Looks like terrific technology. However, the translation says that it's an "irrevocable revocable" non-commercial license with a form to apply for commercial use.
I ran some tests on phi-3 and mistral-7b and it's not very hard to teach them to use tools, even though they were not designed for this. It turns out these models obey their instructions quite well and when you explain them that if they need to look up data on the net or to perform a calculation, they must formulate this demand with a specific syntax, they do a pretty good job. You just have to enable reverse-prompting so that the evaluation stops after their demand, your tools do the job (or you simulate it manually) and their task continues.
> GLM-4V-9B possesses dialogue capabilities in both Chinese and English at a high resolution of 1120*1120. In various multimodal evaluations, including comprehensive abilities in Chinese and English, perception & reasoning, text recognition, and chart understanding, GLM-4V-9B demonstrates superior performance compared to GPT-4-turbo-2024-04-09, Gemini 1.0 Pro, Qwen-VL-Max, and Claude 3 Opus.
But according to their own evaluation further down, gpt-4o-2024-05-13 outperforms GLM-4V-9B on every task except OCRBench.
Based on size (parameter count) they are in different categories. GLM-4V-9B is in the "light-weight" competition. gpt-4o-2024-05-13 is in the medium or heavy "weight" competition.

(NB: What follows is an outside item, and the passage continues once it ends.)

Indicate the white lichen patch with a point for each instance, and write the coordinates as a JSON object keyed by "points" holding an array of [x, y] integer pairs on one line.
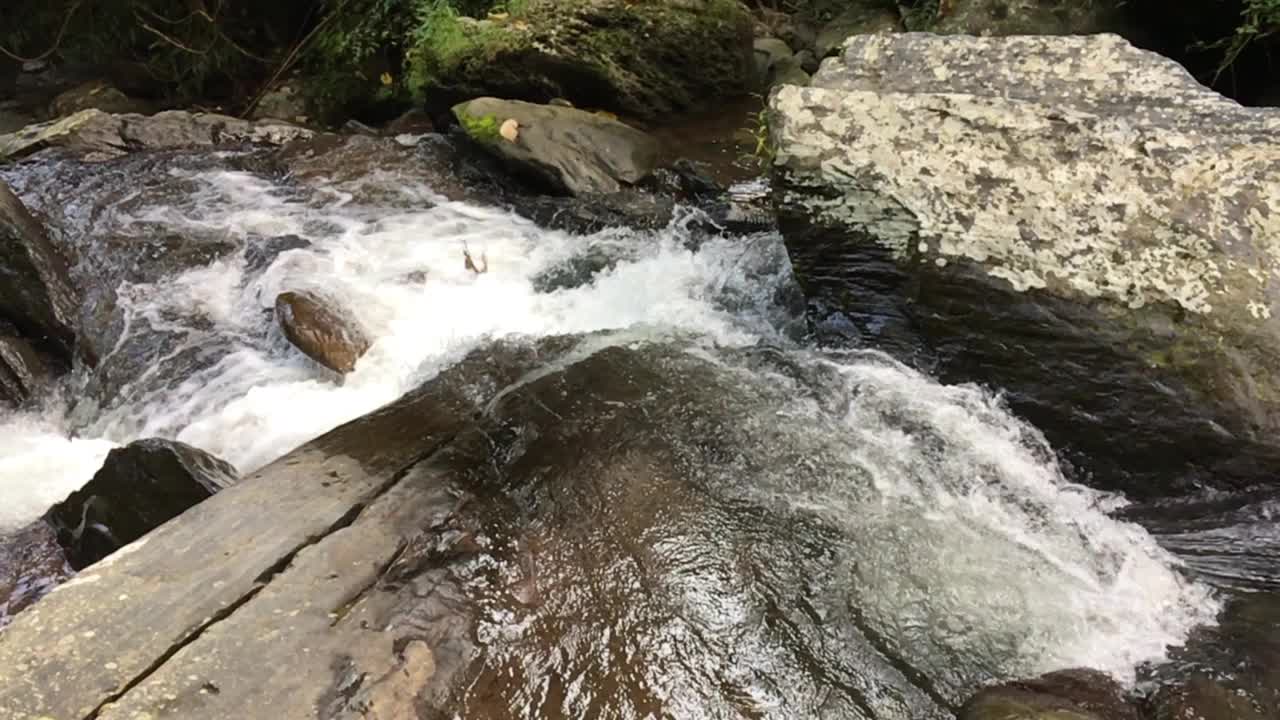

The unquantized llama 70B requires 142GB of VRAM. Some of the quantized versions are quite decent but they do tend to get overquantized below around 26.5GB of VRAM (~3 bits per weight).
So you’d at minimum be looking at dual 3090 with NVLink for about $4000 or so. Or for the highest performing non-quantized model, you’d be spending about $40,000 for two A100’s.
Ehhh man this is frustrating, 7B was a real sweet spot for hobbyist. 8B...doable. I've been joking to myself/simultaneously worried that Llama 3 8B and Phi-3 "3B" (3.8B) would start a "ehhh, +1, might as well be a rounding error" thing. It's a big deal! I measure a 33% decrease just going from 3B to 3.8B when inferencing on CPU.